8. Aux termes de l'article 8 de la convention européenne de sauvegarde des droits de l'homme et des libertés fondamentales : " Toute personne a droit au respect de sa vie privée et familiale, de son domicile et de sa correspondance. ". Pour l'application de ces stipulations, l'étranger qui invoque la protection due à son droit au respect de sa vie privée et familiale en France doit apporter toute justification permettant d'apprécier la réalité et la stabilité de ses liens personnels et familiaux effectifs en France au regard de ceux qu'il a conservés dans son pays d'origine. Les requérants, qui ne sont présents en France que depuis 2019, ne justifient d'aucun lien antérieur avec la France, et ont présenté une demande d'asile dont ils ont été déboutés. En qualité de demandeur d'asile débouté ils devaient quitter le territoire français, aux termes de l'article L. 542-4 du même code, et n'avaient pas vocation à y constituer une vie privée et familiale. Si les intéressés se prévalent de la présence de deux enfants, les décisions attaquées n'ont ni pour objet ni pour effet de les en séparer, la famille pouvant se reconstituer hors de France. Dans ces conditions les requérants ne justifient ni d'une atteinte disproportionnée à leur droit au respect de la vie privée et familiale, ni d'une erreur manifeste d'appréciation commise à leur encontre par le préfet de Vaucluse.

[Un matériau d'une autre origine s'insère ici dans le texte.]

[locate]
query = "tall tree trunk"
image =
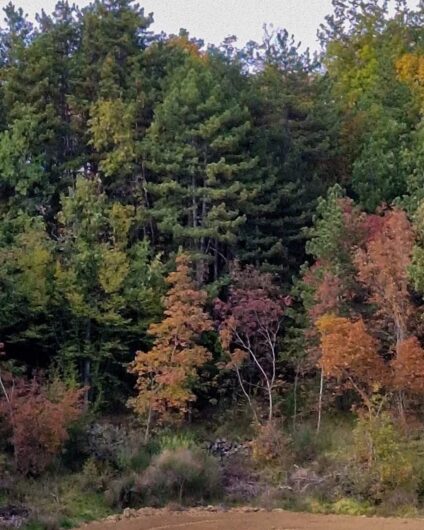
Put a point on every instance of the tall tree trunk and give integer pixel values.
(321, 390)
(296, 381)
(87, 367)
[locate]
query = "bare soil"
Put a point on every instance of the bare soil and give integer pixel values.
(239, 520)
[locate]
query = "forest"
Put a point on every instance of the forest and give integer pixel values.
(210, 253)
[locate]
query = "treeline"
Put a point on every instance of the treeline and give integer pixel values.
(121, 149)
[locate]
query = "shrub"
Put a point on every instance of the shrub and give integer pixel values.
(272, 446)
(176, 441)
(306, 444)
(381, 463)
(122, 492)
(182, 475)
(38, 416)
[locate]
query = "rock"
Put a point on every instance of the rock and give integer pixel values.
(128, 513)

9. Aux termes de l'article 3-1 de la convention internationale relative aux droits de l'enfant : " Dans toutes les décisions qui concernent les enfants, qu'elles soient le fait d'institutions publiques ou privées de protection sociale, des tribunaux, des autorités administratives ou des organes législatifs, l'intérêt supérieur de l'enfant doit être une considération primordiale ". Il résulte de ces stipulations que, dans l'exercice de son pouvoir d'appréciation, l'autorité administrative doit accorder une attention primordiale à l'intérêt supérieur des enfants dans toutes les décisions les concernant. Il ne ressort pas des pièces du dossier, et de ce qui est dit au point 6, que le préfet de Vaucluse aurait, en l'espèce, méconnu l'intérêt supérieur des enfants des requérants, les mesures d'éloignement n'ayant ni pour objet ni pour effet une séparation familiale. Aux termes de l'article 9 de cette même Convention susvisée : " " 1. Les États parties veillent à ce que l'enfant ne soit pas séparé de ses parents contre leur gré, à moins que les autorités compétentes ne décident, sous réserve de révision judiciaire et conformément aux lois et procédures applicables, que cette séparation est nécessaire dans l'intérêt supérieur de l'enfant. " Ces stipulations créent seulement des obligations entre États sans ouvrir de droits aux intéressés. Dès lors, le moyen invoqué à ce titre est inopérant et ne peut être accueilli.

10. Il résulte de ce qui précède que les requêtes tendant à l'annulation des arrêtés du 14 juin 2022 ne peuvent être que rejetées, y compris les conclusions à fins d'injonction et celles présentées sur le fondement de l'article L.761-1 du code de justice administrative.

D E C I D E :

Article 1er : Les requêtes n° 2201958 et 2201962 sont jointes.

Article 2 : Mme A E épouse B et M. D B sont admis à l'aide juridictionnelle provisoire.

Article 3 : Les requêtes de Mme A E épouse B et de M. D B sont rejetées.

Article 4 : Le présent jugement sera notifié à Mme A E épouse B, à M. D B, au préfet de Vaucluse et à Me Chemmam.

Rendu public par mise à disposition au greffe le 17 août 2022.

Le magistrat désigné,

F. C

La greffière,

M-E KREMER

La République mande et ordonne au préfet de Vaucluse en ce qui le concerne ou à tous commissaires de justice à ce requis en ce qui concerne les voies de droit commun contre les parties privées, de pourvoir à l'exécution de la présente décision.